The games’ premises are quite simple; you play as Dante, son of the demon Sparda and a human woman, who travels around fighting demons and teaming up with a succession of scantily clad ladies. Cutscenes are really silly, with incredibly over-the-top action scenes and ridiculously hammy and overwrought voice acting. That said, the whole thing generally goes over-the-top enough to circle around again and become badass, and whilst the game doesn’t really take itself very seriously at all, Dante’s adventures are generally a fun romp. If I had a complaint about the action scenes, in fact, it is that way too many cool action scenes happen in these cutscenes. Basically, it can get tiresome watching Dante doing a cool thing in a cutscene, when we would prefer to just be playing as Dante doing that cool thing.
It’s worth mentioning that despite simply being up-scaled PS2 games, the three Devil May Cry games are still very nice to look at. Whilst some of the jaggy models and barely-there lip-syncing may turn some modern gamers off, the Gothic architecture of the environments and imaginative enemy design definitely pull their weight in terms of keeping these games pretty.
And it’s good that the environments are nice to look at, because particularly in the first game, you will be seeing them a lot. The Devil May Cry series started out being developed as a Resident Evil game, and this is the installment where that heritage is most apparent. Frequent backtracking and puzzle sections, as well as a claustrophobic and unhelpful fixed camera, are well-suited to a survival horror game, but add several frustrations in an action game and often kill the pacing stone dead. That said, the game does show the potential that the series would eventually capitalise on, and whilst Dante feels slow and stiff compared to his later appearances, fights against enemies and bosses are still a lot of fun.
Devil May Cry 2, released in 2003, takes several steps forward and backward. Whilst there is still a fixed camera, environments are a lot more open and easier to navigate, albeit less detailed. The game comes with the bonus Lucia Mode, allowing the player to play through the game as Dante’s french sidekick lady, but she plays identically to Dante and the levels and bosses are mostly the same, so the bonus mode feels kind of superfluous.
Dante himself feels a lot different, having lost his trademark attitude in favour of becoming a boring near-mute for some reason, which disappointed a lot of fans. Furthermore, despite a greater emphasis on action in this instalment, the series’ trademark difficulty has been toned down quite a bit, and weapon variety was reduced as well.
Fortunately, 2006’s Devil May Cry 3: Special Edition, a prequel to the first game, was seen by most fans as a return to form.
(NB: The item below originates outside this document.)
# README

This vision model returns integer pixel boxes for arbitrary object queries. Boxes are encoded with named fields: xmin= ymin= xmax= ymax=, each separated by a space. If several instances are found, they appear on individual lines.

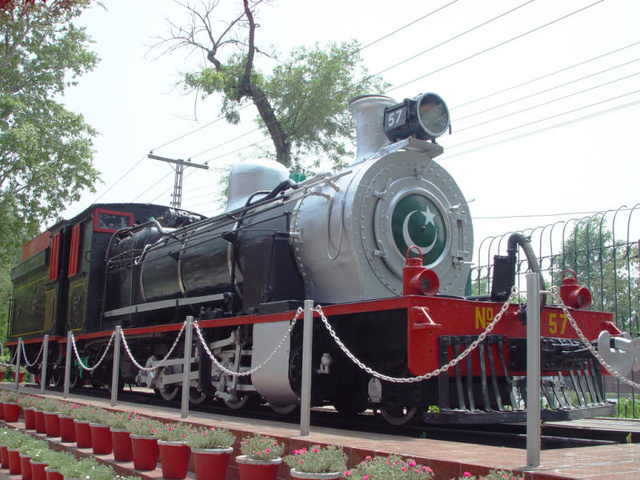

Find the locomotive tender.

If you are used to more modern action games, like Bayonetta or Metal Gear Rising: Revengeance, then this will probably be the most accessible of the three games in the collection.
This is the game that introduced a manually controllable camera, which reduced the number of times I was sniped by an enemy that was hiding off-camera where I couldn’t see them.
Furthermore, Combat Styles are introduced, which give Dante different special abilities such as being able to dodge, block, knock enemies into the air or shoot at multiple targets at once. However, at the start of the mission you have to select your combat style and are stuck with it unless you find a yellow statue during the mission, which lets you buy upgrades. As a result, not only do you have to guess which style will be most useful for the mission, having to choose between being able to block or dodge feels overly punishing, and demonstrates issues with the game’s mechanics that were not resolved until Devil May Cry 4, which let Dante switch Combat Styles on the fly during combat.
In addition to these three games, the HD Collection comes with a number of cool goodies, such as the series’ rocking heavy metal soundtrack, sound effects and concept art. Whilst these additions might not be important to everyone, I found them charming, and it’s nice that Capcom decided to throw in some bonus features for longtime fans of the series.